Parfois au détour de notre journée, nous éprouvons ce pénible sentiment qui va nous gâcher les moments que nous préférons d'habitude.
Le petit déjeuner, la première cigarette, la lecture de notre magazine favori, la chanson ou l'air qui nous met de bonne humeur...
Plus nous y pensons, et plus ce soucis va envahir notre tête, jusqu'à nous rendre malade, désagréable, aigri.
A chaque fois que nous éprouvons ce malaise c'est immanquablement parce que nous sommes insatisfaits: la lettre qu'on attend ne vient pas, le métier qu'on exerce ne nous plaît pas, les personnes qu'on aime ne se montrent pas à la hauteur de nos attentes...les contrariétés que chacun connaît, dont tout le monde souffre un jour ou l'autre même ceux qui paraissent les plus optimistes.
Alors pourquoi la vie nous semble mal faite?
Parce que nous luttons à contre-courant, nous nous obstinons dans des désirs sans issue, nous nous braquons devant les évidences, nous nous figeons dans les a priori.
En bref, c'est la raideur qui nous nuît!
L'immobilisme nous empêche de progresser dans d'autres directions, il borne notre vie définitivement.
Au contraire, l'adaptation au mouvement, la souplesse, la fléxibilité sont les qualités requises pour être heureux...
Ne pas s'obstiner dans une voie bouchée, guetter les opportunités, savoir entendre et discerner les multiples biais que la vie nous propose...
Mener une existence quantique, et se laisser bercer par les courants, saisir le gouvernail de temps en temps mais pour contourner un tourbillon fatal pas pour lutter contre le flux de la vie.

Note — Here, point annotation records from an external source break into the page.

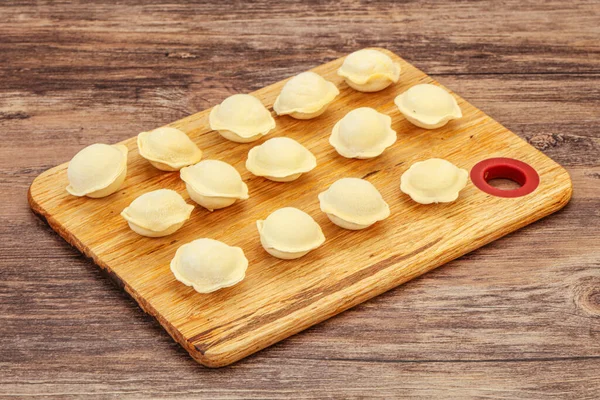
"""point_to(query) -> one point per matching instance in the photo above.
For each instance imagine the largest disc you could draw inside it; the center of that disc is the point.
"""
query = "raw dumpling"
(353, 203)
(280, 159)
(369, 70)
(305, 96)
(289, 233)
(362, 133)
(97, 170)
(214, 184)
(433, 181)
(241, 118)
(168, 149)
(428, 106)
(208, 265)
(158, 213)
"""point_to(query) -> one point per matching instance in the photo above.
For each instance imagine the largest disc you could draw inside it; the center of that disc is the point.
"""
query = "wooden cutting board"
(280, 298)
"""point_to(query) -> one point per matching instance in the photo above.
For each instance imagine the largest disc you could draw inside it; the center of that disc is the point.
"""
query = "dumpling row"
(287, 233)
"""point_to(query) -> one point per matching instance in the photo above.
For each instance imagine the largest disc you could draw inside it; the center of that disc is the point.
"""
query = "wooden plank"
(278, 299)
(60, 318)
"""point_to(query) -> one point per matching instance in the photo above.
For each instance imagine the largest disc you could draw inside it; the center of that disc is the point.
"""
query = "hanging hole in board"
(505, 177)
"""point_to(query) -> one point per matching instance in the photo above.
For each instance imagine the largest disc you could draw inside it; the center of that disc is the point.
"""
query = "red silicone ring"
(506, 168)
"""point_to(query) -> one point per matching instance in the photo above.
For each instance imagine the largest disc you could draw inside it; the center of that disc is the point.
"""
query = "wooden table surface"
(519, 318)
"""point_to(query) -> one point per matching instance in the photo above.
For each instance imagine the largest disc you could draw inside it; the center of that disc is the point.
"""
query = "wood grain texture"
(526, 327)
(279, 298)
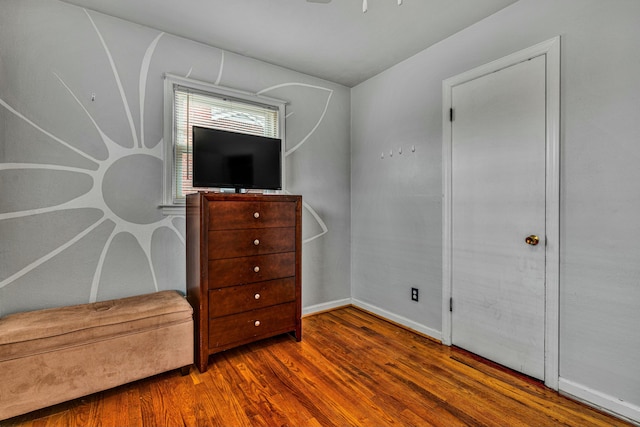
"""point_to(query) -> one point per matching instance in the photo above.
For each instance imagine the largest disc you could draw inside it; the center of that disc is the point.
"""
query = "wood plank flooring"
(351, 369)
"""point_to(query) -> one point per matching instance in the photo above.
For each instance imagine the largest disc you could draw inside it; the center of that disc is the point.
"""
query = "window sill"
(172, 209)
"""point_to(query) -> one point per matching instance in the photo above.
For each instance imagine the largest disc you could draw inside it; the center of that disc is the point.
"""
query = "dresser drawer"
(238, 271)
(256, 241)
(236, 299)
(238, 215)
(246, 326)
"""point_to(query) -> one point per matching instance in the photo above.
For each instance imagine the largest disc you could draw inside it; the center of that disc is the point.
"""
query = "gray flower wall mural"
(81, 160)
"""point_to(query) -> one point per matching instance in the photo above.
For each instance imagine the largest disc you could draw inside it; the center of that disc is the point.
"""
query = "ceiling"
(335, 41)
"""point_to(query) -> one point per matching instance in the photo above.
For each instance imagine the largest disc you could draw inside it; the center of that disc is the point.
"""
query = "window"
(190, 103)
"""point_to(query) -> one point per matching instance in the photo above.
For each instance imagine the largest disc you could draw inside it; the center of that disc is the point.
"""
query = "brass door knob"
(532, 240)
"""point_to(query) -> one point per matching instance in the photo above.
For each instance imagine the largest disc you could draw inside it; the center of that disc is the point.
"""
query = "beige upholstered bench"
(53, 355)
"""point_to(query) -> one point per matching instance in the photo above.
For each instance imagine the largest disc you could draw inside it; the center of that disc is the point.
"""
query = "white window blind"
(193, 107)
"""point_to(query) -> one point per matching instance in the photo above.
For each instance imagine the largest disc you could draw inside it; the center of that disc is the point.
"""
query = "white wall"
(70, 165)
(396, 201)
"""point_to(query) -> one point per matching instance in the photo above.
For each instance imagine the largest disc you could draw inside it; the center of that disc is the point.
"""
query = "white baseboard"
(398, 319)
(318, 308)
(600, 400)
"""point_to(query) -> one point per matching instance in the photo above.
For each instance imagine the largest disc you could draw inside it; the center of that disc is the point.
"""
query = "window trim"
(170, 205)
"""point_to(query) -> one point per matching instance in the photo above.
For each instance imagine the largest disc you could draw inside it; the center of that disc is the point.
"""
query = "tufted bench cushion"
(52, 355)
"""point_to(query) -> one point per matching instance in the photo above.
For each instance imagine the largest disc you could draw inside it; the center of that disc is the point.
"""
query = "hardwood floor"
(351, 369)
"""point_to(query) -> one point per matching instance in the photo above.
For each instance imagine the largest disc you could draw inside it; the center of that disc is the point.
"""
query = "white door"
(498, 216)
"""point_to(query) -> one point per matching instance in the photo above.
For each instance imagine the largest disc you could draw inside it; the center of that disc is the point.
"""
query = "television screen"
(224, 159)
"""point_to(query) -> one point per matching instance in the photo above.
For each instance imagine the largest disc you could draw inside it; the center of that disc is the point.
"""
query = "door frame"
(551, 50)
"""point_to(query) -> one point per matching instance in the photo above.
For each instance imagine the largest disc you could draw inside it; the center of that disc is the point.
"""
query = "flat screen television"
(224, 159)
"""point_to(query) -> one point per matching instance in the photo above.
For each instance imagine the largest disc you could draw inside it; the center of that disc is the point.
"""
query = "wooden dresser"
(243, 269)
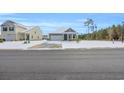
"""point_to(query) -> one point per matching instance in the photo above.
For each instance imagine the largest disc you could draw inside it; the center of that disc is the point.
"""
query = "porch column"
(25, 36)
(67, 37)
(72, 37)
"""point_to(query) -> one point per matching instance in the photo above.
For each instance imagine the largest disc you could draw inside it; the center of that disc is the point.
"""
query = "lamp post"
(122, 32)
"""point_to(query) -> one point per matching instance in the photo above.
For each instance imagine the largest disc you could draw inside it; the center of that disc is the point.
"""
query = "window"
(11, 28)
(4, 28)
(38, 37)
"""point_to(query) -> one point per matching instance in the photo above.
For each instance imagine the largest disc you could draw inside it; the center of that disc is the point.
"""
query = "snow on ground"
(65, 44)
(18, 44)
(90, 44)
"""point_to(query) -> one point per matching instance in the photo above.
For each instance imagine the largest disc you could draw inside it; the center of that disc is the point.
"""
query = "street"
(80, 64)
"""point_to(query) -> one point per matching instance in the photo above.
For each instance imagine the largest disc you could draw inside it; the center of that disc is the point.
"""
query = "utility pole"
(122, 32)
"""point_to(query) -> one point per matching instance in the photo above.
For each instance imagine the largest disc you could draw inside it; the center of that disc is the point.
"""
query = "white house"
(63, 34)
(12, 31)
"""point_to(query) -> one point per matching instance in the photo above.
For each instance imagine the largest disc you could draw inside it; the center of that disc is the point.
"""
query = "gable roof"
(64, 30)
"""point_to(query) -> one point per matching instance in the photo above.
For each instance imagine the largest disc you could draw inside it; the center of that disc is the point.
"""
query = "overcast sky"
(49, 22)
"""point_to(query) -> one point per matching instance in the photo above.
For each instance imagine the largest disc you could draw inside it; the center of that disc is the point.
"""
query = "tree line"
(115, 32)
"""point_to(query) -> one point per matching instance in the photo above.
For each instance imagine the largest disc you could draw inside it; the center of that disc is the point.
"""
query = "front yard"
(60, 44)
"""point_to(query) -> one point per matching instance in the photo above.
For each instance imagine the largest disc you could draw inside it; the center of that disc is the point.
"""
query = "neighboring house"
(63, 34)
(45, 37)
(12, 31)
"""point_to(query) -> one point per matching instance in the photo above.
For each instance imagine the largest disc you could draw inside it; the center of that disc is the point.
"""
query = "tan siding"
(35, 34)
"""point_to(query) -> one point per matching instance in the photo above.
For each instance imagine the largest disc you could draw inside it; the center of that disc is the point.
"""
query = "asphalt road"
(62, 64)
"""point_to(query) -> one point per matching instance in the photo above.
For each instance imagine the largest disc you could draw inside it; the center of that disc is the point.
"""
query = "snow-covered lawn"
(65, 44)
(90, 44)
(18, 44)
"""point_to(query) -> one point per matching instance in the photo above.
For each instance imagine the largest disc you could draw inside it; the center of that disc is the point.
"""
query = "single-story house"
(12, 31)
(63, 34)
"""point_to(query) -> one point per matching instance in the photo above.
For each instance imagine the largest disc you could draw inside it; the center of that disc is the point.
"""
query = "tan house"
(12, 31)
(63, 34)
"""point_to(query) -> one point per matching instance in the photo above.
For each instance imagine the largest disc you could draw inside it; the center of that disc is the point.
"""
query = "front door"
(65, 36)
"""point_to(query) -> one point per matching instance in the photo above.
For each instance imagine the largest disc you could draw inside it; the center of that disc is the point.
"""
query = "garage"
(10, 37)
(56, 37)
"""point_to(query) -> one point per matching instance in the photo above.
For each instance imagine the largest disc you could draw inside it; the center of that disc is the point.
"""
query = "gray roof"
(64, 30)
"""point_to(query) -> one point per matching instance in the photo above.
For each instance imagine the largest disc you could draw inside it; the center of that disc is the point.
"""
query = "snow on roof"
(63, 30)
(14, 23)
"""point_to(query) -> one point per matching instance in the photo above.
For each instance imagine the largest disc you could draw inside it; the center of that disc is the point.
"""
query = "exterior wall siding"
(35, 34)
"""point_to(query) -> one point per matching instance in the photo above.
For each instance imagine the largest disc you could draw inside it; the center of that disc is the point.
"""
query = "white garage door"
(56, 37)
(10, 37)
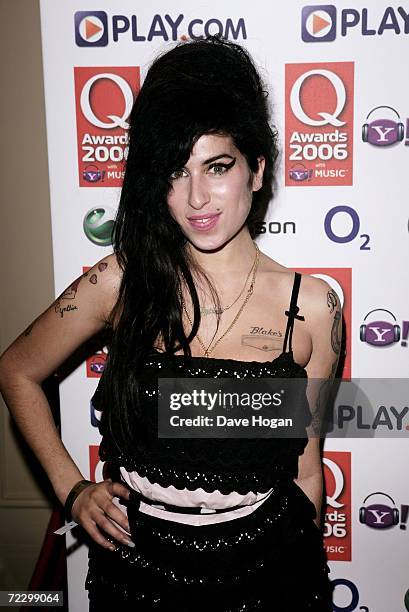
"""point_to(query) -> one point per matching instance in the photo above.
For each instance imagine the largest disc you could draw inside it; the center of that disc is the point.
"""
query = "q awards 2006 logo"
(104, 99)
(319, 123)
(337, 533)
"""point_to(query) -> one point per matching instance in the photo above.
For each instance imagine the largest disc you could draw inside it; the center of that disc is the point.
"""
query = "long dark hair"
(198, 87)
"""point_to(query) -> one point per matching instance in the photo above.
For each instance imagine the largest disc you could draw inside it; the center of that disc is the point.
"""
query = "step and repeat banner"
(340, 102)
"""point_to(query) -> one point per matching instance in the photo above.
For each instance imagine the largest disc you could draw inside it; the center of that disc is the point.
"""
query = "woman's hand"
(94, 510)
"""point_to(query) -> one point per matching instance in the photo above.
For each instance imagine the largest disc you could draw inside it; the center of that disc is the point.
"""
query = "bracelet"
(72, 496)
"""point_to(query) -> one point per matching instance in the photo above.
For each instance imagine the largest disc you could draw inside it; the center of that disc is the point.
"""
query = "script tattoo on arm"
(68, 295)
(64, 303)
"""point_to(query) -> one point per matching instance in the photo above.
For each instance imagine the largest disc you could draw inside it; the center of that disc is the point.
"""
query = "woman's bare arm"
(79, 313)
(323, 316)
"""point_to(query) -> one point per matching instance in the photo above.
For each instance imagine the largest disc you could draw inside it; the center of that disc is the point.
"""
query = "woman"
(190, 524)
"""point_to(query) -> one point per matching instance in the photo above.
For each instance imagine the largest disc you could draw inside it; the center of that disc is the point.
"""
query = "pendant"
(206, 311)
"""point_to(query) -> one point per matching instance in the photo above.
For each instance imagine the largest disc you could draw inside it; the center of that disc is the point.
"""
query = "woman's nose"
(198, 192)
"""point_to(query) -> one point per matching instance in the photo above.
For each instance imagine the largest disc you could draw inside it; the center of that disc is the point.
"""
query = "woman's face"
(211, 195)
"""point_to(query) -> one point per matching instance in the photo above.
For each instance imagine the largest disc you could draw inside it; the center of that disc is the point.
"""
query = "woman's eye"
(176, 174)
(218, 169)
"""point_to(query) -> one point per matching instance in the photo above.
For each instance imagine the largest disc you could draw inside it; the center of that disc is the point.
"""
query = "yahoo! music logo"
(380, 332)
(383, 131)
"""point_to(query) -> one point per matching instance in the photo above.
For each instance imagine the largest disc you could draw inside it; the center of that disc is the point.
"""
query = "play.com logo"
(91, 28)
(318, 23)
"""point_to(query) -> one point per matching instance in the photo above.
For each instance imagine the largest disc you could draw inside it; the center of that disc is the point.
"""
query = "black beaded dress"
(269, 559)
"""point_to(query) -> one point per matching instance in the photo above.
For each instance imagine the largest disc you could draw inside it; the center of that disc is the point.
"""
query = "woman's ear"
(258, 175)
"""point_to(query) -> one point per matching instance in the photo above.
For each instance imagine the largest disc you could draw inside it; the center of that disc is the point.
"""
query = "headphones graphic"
(364, 511)
(299, 172)
(400, 131)
(92, 174)
(396, 328)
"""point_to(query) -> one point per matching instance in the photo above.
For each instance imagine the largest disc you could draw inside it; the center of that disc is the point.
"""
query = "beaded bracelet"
(72, 496)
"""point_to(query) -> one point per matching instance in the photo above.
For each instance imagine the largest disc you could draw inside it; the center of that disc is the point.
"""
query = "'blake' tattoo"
(261, 338)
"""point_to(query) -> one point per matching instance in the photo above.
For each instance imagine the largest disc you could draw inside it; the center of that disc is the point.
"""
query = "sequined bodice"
(224, 464)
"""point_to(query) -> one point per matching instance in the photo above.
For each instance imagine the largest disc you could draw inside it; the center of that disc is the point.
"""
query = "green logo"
(99, 224)
(406, 600)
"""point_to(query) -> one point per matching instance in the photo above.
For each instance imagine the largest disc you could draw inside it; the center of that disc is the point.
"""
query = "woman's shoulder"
(314, 295)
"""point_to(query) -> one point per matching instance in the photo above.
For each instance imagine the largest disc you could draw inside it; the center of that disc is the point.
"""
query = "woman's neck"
(233, 257)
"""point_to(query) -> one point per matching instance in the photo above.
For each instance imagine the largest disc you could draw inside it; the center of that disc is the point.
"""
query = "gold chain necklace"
(209, 350)
(206, 311)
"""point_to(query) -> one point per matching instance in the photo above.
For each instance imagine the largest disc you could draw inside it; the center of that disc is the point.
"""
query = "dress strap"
(292, 313)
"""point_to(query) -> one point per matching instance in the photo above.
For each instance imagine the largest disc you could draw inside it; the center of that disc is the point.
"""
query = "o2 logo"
(345, 213)
(346, 595)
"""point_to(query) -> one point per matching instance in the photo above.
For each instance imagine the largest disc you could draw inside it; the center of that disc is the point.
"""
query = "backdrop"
(340, 103)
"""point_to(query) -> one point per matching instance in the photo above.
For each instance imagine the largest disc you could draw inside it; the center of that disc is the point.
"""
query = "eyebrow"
(209, 161)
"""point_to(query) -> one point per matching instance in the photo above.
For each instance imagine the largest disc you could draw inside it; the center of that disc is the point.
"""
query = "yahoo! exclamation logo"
(405, 333)
(404, 513)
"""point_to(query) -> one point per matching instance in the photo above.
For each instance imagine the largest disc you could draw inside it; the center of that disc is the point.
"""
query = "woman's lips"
(204, 223)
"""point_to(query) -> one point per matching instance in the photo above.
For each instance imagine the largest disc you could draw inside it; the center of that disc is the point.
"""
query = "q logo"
(327, 118)
(338, 476)
(127, 96)
(348, 591)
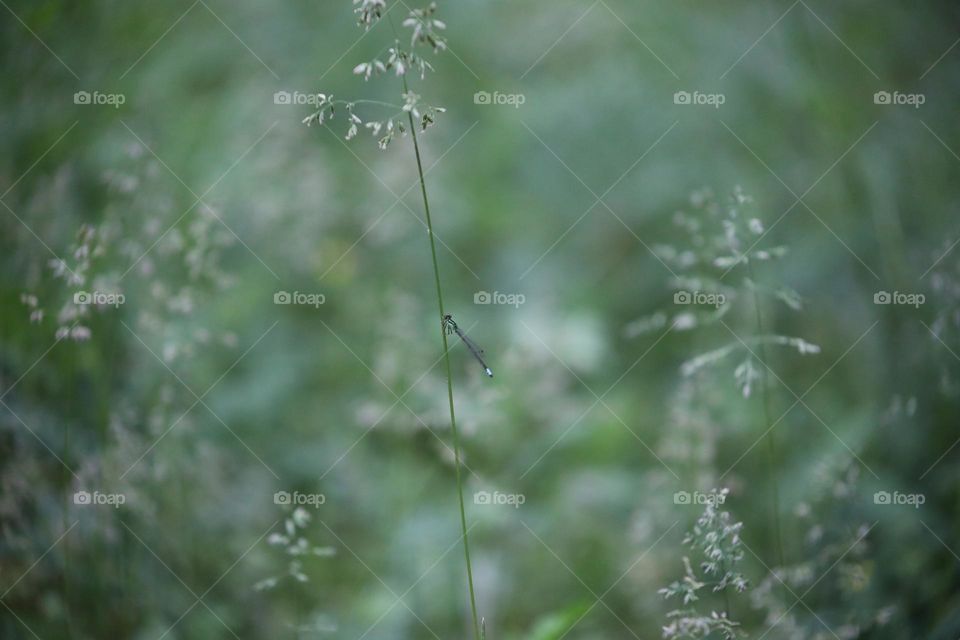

Pour ces voyages imaginaires, je me sers le plus souvent de la méditation: dans une position confortable, mains et jambes dénouées, yeux clos, je respire profondément, je prends conscience des plus infimes parties de mon corps, je trace un itinéraire au coeur de mes artères, je vais dans le passé apaiser mes souffrances ou revivre les bons moments, je projette l'avenir, j'écoute mon corps me parler...Il me dit où se trouve ce qui me serre les poings, m'indique la source de ma contrariété, je le laisse mettre à jour sa douleur, puis je l'aide à s'apaiser, je fais agir le mécanisme de la vague.
Du bout des orteils, sous la plante des pieds, autour des chevilles, le long des mollets, sous les genoux, des cuisses jusqu'à la racine des cheveux je sens cette lumière qui m'irrigue, elle me baigne, courant mystérieux, onde sympathique, je fais le tour de moi-même en un éclair, à peine le temps d'y penser, je suis UN.
Paix intérieure, restauration instantannée, je suis dans un état flottant, mes soucis sont lestés, les solutions au creux de mes mains...
Nous avons ce pouvoir fabuleux d'être en accord avec nous-même.